I was now walking through a building like a furntiture store or a museum of interior design. The front of the place had been like a warehouse, or lie the "ABC" design store just north of Union Square. Daylight came in through wide window walls. The place was full of beautiful items.

I was with a group of people, possibly older, somewhat wealthy, white people, and maybe also one or two female relatives of the people, who were about my age. We all turned right and walked into a small hallway that had small displays that were set into the walls. The displays were of china and porcelain figures and furniture like wood-and-leather chairs.

We stood at the intersection of a few different hallways. The "father" of the group said, "Yeah, we're all a bunch of tourists, or, at least we're acting like tourists right now. Too bad for us if we are, I guess." He walked through a hallway up and to the left.

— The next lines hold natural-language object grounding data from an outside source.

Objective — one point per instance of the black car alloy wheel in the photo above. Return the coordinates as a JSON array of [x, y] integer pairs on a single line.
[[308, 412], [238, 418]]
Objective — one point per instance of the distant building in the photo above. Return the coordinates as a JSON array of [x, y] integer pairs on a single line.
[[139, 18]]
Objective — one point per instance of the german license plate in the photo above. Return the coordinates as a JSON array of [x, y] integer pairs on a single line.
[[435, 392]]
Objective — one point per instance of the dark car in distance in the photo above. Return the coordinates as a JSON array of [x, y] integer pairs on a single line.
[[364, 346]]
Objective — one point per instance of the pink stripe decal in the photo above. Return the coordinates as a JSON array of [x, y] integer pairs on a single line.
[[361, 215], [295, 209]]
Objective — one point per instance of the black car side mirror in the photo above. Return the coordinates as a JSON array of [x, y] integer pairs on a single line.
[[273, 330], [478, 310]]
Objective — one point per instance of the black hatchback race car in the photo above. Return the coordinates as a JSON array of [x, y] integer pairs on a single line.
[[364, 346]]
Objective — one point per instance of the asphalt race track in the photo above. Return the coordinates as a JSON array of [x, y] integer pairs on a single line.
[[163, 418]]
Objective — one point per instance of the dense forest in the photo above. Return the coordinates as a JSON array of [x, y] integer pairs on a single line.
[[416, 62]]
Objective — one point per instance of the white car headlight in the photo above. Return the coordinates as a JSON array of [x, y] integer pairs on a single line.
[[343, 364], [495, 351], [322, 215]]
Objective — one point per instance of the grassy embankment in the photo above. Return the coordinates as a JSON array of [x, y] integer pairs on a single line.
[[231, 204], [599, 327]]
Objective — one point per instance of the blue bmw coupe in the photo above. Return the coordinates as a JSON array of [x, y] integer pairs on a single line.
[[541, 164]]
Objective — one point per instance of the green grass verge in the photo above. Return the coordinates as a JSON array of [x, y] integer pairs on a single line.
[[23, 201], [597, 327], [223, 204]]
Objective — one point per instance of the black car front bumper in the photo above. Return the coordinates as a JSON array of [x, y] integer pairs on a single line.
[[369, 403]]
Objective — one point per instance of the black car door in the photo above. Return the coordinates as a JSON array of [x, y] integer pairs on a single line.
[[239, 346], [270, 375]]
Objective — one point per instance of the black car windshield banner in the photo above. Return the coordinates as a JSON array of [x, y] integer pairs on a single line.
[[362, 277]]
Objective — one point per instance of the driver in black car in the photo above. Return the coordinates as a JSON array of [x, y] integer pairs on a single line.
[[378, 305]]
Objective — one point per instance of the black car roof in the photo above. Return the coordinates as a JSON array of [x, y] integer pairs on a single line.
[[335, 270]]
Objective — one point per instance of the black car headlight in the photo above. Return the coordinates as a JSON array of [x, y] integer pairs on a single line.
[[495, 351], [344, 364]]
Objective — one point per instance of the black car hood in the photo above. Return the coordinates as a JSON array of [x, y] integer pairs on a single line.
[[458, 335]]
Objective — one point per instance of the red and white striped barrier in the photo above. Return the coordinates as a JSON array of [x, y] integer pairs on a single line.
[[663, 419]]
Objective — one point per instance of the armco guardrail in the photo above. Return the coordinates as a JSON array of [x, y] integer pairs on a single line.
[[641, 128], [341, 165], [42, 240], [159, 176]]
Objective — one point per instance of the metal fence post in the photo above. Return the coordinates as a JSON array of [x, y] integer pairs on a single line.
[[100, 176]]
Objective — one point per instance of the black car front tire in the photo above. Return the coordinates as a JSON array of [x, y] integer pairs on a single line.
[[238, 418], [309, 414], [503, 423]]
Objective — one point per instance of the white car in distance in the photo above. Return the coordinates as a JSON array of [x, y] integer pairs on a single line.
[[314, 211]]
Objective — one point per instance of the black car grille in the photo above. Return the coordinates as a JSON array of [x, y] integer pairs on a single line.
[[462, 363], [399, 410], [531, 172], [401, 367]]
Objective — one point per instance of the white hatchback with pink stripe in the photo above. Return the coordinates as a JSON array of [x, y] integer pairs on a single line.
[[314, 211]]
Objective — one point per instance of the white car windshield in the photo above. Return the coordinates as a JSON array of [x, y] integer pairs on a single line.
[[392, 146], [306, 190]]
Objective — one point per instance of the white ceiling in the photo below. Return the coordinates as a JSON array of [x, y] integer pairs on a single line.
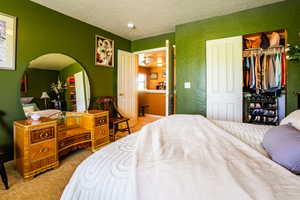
[[151, 17], [52, 61]]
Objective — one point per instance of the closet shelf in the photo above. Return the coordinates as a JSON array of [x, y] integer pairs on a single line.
[[261, 49]]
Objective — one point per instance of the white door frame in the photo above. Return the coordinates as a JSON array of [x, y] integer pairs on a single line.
[[224, 91], [167, 72]]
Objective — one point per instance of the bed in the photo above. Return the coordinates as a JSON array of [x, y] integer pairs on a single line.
[[184, 157]]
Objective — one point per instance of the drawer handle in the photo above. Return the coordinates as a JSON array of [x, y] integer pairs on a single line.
[[44, 135], [44, 150]]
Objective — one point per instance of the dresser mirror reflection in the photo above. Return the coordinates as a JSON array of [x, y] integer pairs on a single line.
[[53, 84]]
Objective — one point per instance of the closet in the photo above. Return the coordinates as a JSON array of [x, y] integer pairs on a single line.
[[246, 78], [264, 77]]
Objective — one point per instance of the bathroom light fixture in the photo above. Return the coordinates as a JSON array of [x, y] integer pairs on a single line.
[[131, 25]]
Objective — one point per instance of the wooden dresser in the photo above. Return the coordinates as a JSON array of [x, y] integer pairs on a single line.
[[39, 144], [35, 146]]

I hesitated before following. I thought to myself, He said that just to piss me off. I came here to have fun with these guys. But this guy chose this activity because he thought it was something I wouldn't like. He thought I'd think it was too touristy! He wanted to make me feel like I had no control over what we did, that I'd have to so something, even if I didn't like it.

For a moment I thought I'd just leave, just to show the "father" that I could control what I did and didn't do. But then I reminded myself that I actually did like what we were doing. I told myself I should just hang out and have a good time, regardless of how controlling the "father" thought he was being.

I walked into the room with everybody else. This room looked like ABC as well, except smaller. It was also full, with beautiful merchandise everywhere. There were beautiful, clear, colored-glass plates, bowls, and other vessels all over the place. Some items had golden and silver line-drawings on them, something like peacock designs. There wee a lot of red, blue, and black vessels. The black vessels, unlike the other vessels, weren't transparent.

I couldn't remember the name of this place. But I tried hard to recall it. I wanted to ask my girlfriend H next time I saw her if she'd ever been here and what she'd thought of it.

Suddenly I remembered -- the place was called Shiseido. As soon as I remembered the name of the place, I found a little, black, glass vessel, rectangular, about two inches wide and three inches long. I thought this was perfect for H. I decided I'd get it for her.

The people with me (not the same as the people who'd been with me before) made a half-joking, half-positive comment about my buying a present for H. I felt like they thought I was a little silly, a little cute, and goodhearted overall. I felt proud. I may have paid for the item at a crowded counter where I could barely see the cashier.

Suddenly H was here and she had the present. H was a tallish, thin, girl from India (instead of being Japanese). She wore a tiny, purple shirt and thin jeans which may also have had a purplish tint. She was so happy to receive a gift from me. We sat in a big, green chair. She sat on my lap. I kind of cradled her.